Scoccò un'ultima occhiata a Jao, e disse: - Adesso esco. Sparirò per un po', te lo dico subito. Ho bisogno di svuotare la testa. E questa volta non ti scomodare a cercarmi, tornerò quando me la sentirò. -
Poi il mezzelfo si voltò, mentre si sentiva gli occhi tristi di Jao addosso. Li ignorò e uscì dalla stanza. Camminò lungo il corridoio, in mezzo alle pareti di pietra, attraverso le quali si riuscivano a sentire i gemiti delle persone che ne stavano aldilà. Dozzine di corpi ammassati tutti in quell'edificio, che scaldavano l'ambiente e rendevano l'aria viziata coi loro respiri affannosi. Non si sentiva altro. I bordelli, alla fin fine, non erano posto per lui.
Dato che si trovava al primo piano, raggiunse le scale alla fine del corridoio e raggiunse il piano terra, per poi percorrere un altro corridoio e tornare all'entrata principale. Uscì senza che nessuno gli dicesse niente.
Appena fuori fu investito da uno schiaffo di aria fresca e profumata. L'odore di sudore e incenso da cui era stato avvolto si dissolse e lasciò il posto a un dolce profumo di lavanda. Aveva imparato ad amare quell'essenza. Respirò a pieni polmoni e, voltandosi, notò che alla sua destra, sottovento, c'era Annah.
Il suo viso era avvolto dalla penombra dell'alba, ma la riconobbe subito. Accanto a lei però c'era una ragazza che non aveva mai visto, bassa e dai capelli scuri e lunghi.
La bionda teneva le spalle strette e le braccia conserte, infreddolita. Gli rivolse un sguardo interrogativo, schiudendo leggermente le labbra e inarcando le sopracciglia bionde.
Lei era l'unica persona che Lenn avrebbe voluto vedere e con cui avrebbe voluto parlare, ma c'era qualcun altro con lei, sentiva di non potersi fidare di quel momento.

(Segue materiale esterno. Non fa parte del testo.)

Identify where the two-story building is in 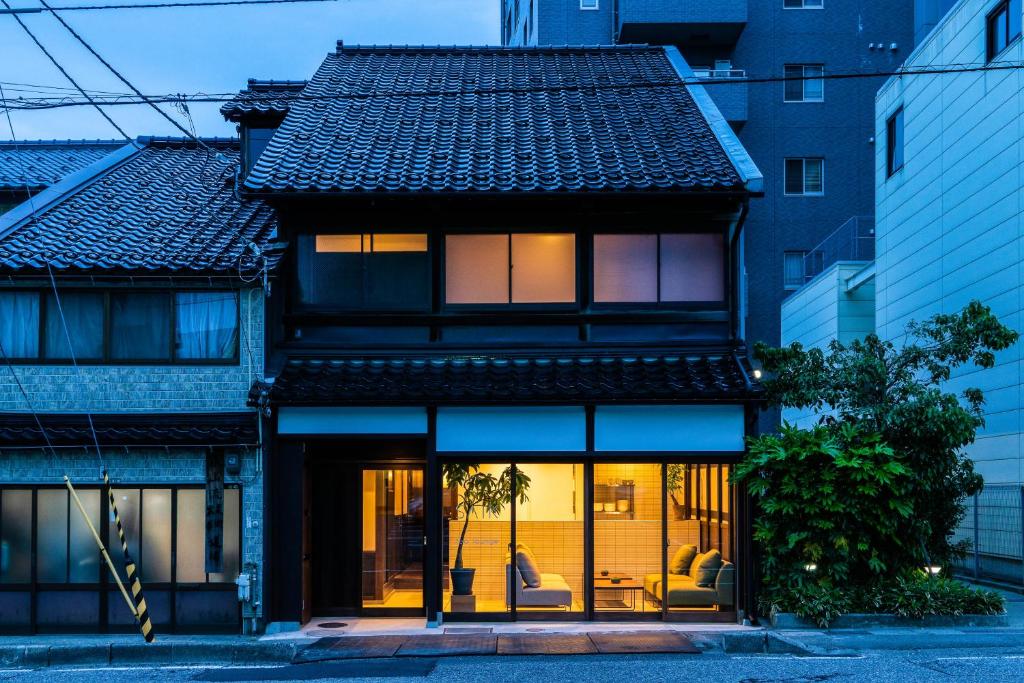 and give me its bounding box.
[239,44,763,631]
[0,138,276,632]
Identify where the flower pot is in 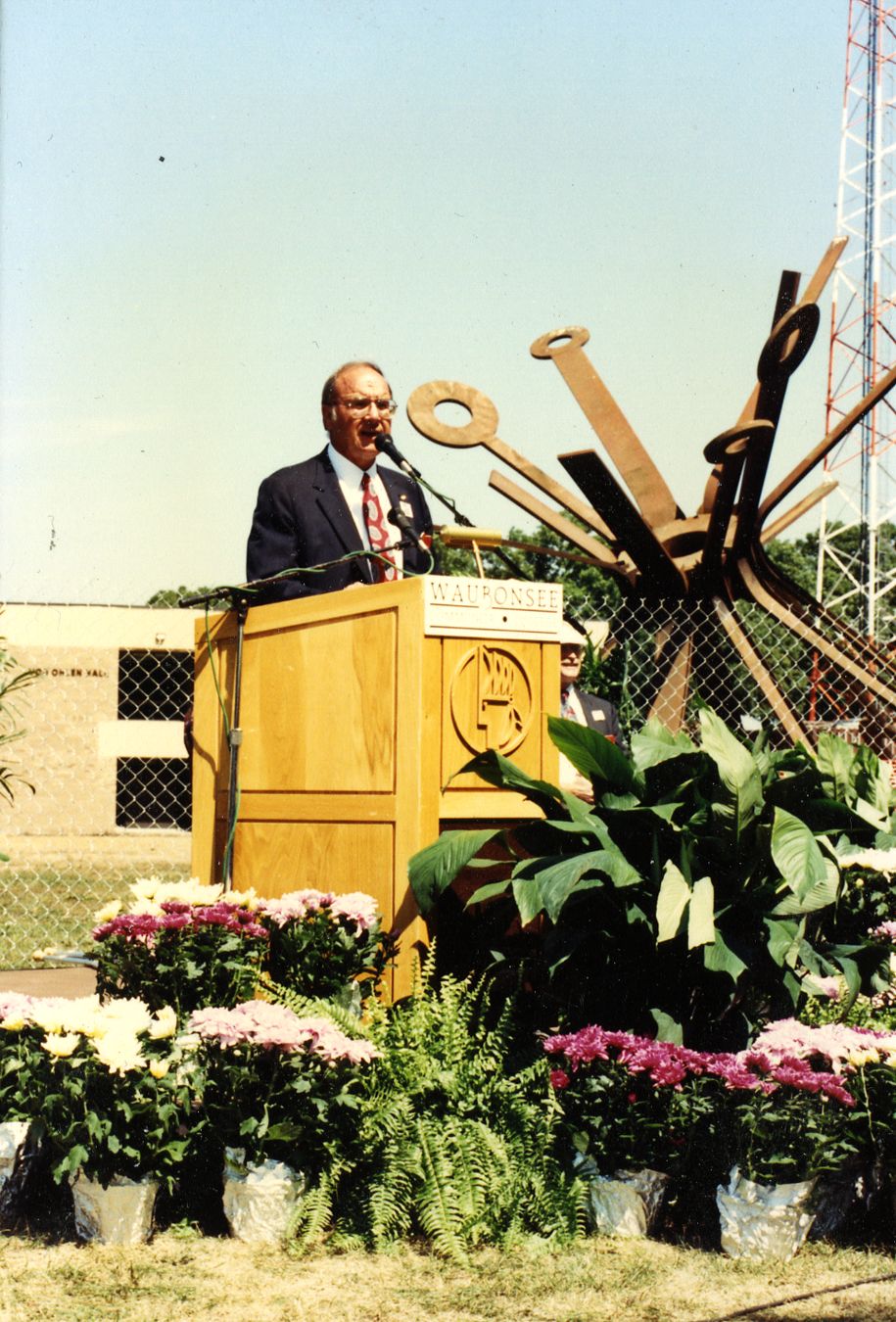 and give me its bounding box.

La osservò a lungo, anche se sapeva che non avrebbe dovuto farlo. Ogni volta che incrociava il suo sguardo sentiva i brividi salirgli lungo la spina dorsale.
Il Giglio gli si avvicinò di qualche passo. - Lenn... -
Ma il mezzelfo si scostò da lei e rivolse lo sguardo davanti a sé. - Assicurati che Jao non mi cerchi. Ho davvero un disperato bisogno di fare ordine tra i miei pensieri. -
- Perché? Lenn, senti, se io... -
- Ti prego, Annah. - la interruppe il mezzelfo, rivolgendole uno sguardo supplichevole. - Ho solo bisogno di stare un po' solo. Davvero. Tornerò più tardi. -
Non aspettò una risposta nemmeno da lei, e camminò a passo svelto verso le ombre delle case vicine. La notte moriva, senza avergli portato consiglio. Una volta allontanatosi abbastanza, si mise a correre.